研究開発・学会発表

2月のおはな

第22回 日本IVF学会学術集会

学会名

第22回 日本IVF学会学術集会

日・場所

2019年10月5日(土)~6日(日)JR九州ホール及び会議室

タイトル

運動精子選別装置「ミグリス」と従来法における精子調整法の比較

発表者名

鈴木 理恵、岸 加奈子、山上 一樹、古橋 孝祐、江夏 徳寿、岩﨑 利郎、松本 由紀子、
苔口 昭次、塩谷 雅英

【目的】

ARTにおける精子調整方法には、密度勾配遠心分離法、洗浄濃縮法及びswim up法などが用いられている。一方で、これらを伴う調整方法では遠心分離を行うため精子に対して物理的ダメージを与えることやDNA fragmentationの増加が懸念されている。

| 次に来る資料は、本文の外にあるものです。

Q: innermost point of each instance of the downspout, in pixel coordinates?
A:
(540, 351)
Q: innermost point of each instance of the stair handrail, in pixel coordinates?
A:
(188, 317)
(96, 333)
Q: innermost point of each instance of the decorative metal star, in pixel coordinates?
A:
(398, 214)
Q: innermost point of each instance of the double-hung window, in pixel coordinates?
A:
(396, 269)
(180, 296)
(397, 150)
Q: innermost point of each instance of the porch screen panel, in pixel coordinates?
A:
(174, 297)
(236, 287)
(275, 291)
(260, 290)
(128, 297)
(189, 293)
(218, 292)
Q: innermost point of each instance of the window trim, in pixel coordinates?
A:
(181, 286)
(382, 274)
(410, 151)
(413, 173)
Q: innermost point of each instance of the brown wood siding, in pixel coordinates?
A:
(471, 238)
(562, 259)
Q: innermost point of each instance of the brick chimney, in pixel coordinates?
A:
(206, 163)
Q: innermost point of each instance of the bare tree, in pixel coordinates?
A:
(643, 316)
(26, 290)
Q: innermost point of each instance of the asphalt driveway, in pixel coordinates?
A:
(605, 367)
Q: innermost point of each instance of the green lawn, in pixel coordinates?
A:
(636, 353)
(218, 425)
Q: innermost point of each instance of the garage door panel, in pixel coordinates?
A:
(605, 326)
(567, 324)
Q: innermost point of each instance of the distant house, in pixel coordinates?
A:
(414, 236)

そこで本検討では、Migration-Gravity Sedimentation Method(以下:MS)原理を利用した遠心分離を行わない運動良好精子を選別する装置「ミグリス」(株式会社メニコン)に着目した。これは、外筒と内管の2重構造を有しており、精液の上に調整液を充填することにより運動精子のみが調整液に移動することを利用し、内側の管の底に運動精子を集めることができる装置である。このミグリス(以下:MS法)で調整した精子、密度勾配遠心分離法(以下:従来法)で調整した精子において、各調整方法の精子濃度、精子運動率及びDNA fragmentation index(以下:DFI)を比較検討したので報告する。

【方法】

液量1.6ml以上、運動精子濃度1000万/ml以上の廃棄精液30検体を対象とした。精子調整に使用した培養液は、Universal IVF Medium(以下:UIM、Origio Denmark)を用いた。まず、検体を1.6ml採取し、2倍希釈後、液量を3.2mlに統一した。そのうち0.2mlを原精液群とし、残り3.0mlを従来法とMS法に、それぞれ半量に分けて調整を行った。従来法では、PercollR(Sigma Aldrich Japan)を用いて2層(90%、45%)密度勾配遠心分離法を施行し、上清除去後UIMを用いて調整液を回収した。更に10検体の原精液を従来法とMS法に分け、精子DFIの評価を行った。精子DFIの評価には、HalospermRG2 (Halotech DNA)を使用した。染色後、光学顕微鏡にて300個の精子を観察しDFIを測定した。

【結果】

調整後の平均運動精子濃度は、従来法1050万/ml、MS法510万/ mlとなり、MS法は従来法よりも有意に低かった。しかしながら、調整後の平均精子運動率は従来法79.5%、MS法89.7%とMS法において有意に高かった。またDFIは、原精液23.6%に対し、従来法10.8%、MS法1.8%となり、両群とも原精液より有意に低率となった。またMS法は従来法と比較し、DFIが低い傾向にあった。

【結論】

平均運動精子濃度は、従来法の方が高いが平均精子運動率はMS法の方が高かった。また、DFIは、MS法のみならず、従来法でも原精液より有意に低率となった。一方でMS法は、従来法と比較し低率な傾向となった。以上のことから、遠心分離を行わないMS法は、従来法より運動精子を選別し、精子へのダメージが少ない調整法であることが示された。